Le « premier récit » considère que la Russie porte l’entière responsabilité du conflit, que les États-Unis et l’OTAN n’y ont joué aucun rôle causal, que Moscou a subi des pertes catastrophiques en hommes et en matériel, et que son économie plie enfin sous le poids de plus de 24.000 sanctions. Dans cette optique, le plan divulgué tient de la capitulation pure et simple : une défaite arrachée aux mâchoires d’une victoire encore possible que de nouvelles sanctions secondaires pourraient, croit‑on, sceller.
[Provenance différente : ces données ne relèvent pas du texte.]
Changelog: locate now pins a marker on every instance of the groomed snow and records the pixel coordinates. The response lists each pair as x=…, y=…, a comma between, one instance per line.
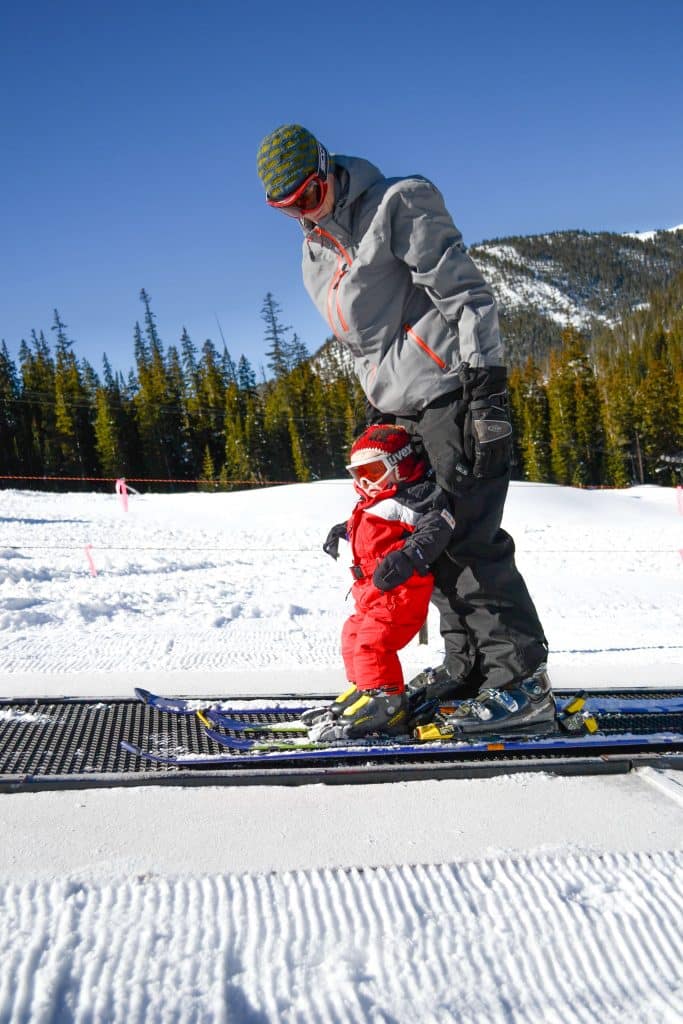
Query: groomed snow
x=521, y=898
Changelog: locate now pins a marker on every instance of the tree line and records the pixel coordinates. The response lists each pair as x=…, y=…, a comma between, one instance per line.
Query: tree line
x=600, y=412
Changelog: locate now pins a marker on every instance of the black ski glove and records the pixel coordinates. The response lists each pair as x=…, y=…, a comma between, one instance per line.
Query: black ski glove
x=337, y=534
x=395, y=568
x=487, y=431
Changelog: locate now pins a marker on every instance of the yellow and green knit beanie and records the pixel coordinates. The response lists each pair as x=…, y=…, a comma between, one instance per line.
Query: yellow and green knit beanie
x=286, y=158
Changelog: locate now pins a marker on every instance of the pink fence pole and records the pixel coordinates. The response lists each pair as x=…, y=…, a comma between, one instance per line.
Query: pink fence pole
x=122, y=492
x=88, y=555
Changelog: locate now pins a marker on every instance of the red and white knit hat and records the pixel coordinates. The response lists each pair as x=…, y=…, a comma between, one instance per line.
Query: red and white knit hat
x=390, y=443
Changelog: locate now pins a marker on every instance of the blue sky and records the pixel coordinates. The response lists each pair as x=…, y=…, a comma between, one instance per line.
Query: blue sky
x=130, y=132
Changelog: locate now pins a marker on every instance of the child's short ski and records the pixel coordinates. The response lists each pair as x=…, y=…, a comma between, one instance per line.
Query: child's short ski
x=189, y=706
x=597, y=704
x=241, y=751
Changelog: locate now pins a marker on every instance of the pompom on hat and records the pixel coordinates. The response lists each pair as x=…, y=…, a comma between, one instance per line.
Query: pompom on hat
x=287, y=157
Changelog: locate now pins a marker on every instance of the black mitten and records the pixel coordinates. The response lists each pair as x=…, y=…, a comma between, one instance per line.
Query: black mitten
x=394, y=568
x=331, y=546
x=487, y=431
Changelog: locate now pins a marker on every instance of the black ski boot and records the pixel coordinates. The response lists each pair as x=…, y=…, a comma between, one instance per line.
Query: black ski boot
x=523, y=709
x=376, y=711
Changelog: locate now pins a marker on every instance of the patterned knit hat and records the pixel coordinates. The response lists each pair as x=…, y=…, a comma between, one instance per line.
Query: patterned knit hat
x=384, y=439
x=287, y=157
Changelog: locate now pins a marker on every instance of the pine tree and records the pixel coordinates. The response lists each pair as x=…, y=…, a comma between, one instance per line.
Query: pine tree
x=12, y=441
x=575, y=417
x=275, y=337
x=535, y=439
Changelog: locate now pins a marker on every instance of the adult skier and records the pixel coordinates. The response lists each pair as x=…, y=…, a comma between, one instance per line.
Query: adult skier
x=386, y=266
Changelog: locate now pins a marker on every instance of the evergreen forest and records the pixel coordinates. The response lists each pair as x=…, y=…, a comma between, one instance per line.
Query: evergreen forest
x=599, y=411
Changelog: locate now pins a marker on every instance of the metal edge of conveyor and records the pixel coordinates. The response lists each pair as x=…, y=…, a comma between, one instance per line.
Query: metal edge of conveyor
x=343, y=774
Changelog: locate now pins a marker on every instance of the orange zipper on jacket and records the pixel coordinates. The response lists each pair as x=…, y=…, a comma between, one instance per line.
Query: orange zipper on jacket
x=424, y=346
x=336, y=280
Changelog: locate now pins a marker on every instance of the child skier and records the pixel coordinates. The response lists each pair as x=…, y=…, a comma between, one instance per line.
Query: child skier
x=399, y=525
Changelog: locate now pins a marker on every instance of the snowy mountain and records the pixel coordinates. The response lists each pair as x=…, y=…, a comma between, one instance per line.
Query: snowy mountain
x=546, y=283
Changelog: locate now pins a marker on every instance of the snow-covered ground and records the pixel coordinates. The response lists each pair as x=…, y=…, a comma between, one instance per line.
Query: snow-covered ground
x=520, y=898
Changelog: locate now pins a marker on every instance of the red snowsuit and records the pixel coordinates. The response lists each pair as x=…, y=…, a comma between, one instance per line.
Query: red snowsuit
x=414, y=517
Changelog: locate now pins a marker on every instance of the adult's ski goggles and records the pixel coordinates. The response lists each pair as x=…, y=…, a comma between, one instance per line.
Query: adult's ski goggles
x=310, y=195
x=370, y=474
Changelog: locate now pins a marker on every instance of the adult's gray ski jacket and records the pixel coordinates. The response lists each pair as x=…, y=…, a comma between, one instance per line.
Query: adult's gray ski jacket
x=389, y=272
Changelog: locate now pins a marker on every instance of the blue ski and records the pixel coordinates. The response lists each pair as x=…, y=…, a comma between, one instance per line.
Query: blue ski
x=241, y=751
x=238, y=719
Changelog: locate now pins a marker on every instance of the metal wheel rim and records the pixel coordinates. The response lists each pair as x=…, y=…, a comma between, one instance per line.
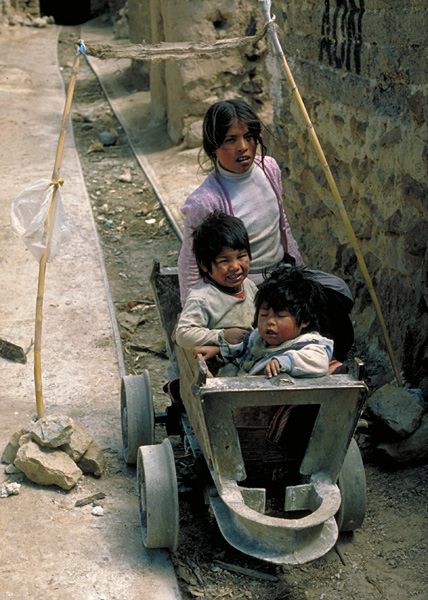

Le « deuxième récit », que partage l’auteur, part d’un constat plus sobre : dans une guerre d’attrition à l’état pur, le camp qui dispose de beaucoup plus de soldats, d’artillerie, de munitions, de missiles, de drones, de moyens de guerre électronique, de la plus vaste base militaro‑industrielle et d’une économie loin de l’effondrement a toutes les chances de l’emporter. Si l’on admet cette réalité, l’urgence est d’arracher le plus rapidement possible un accord de paix pour éviter que l’Ukraine ne continue de perdre, semaine après semaine, des vies et du territoire.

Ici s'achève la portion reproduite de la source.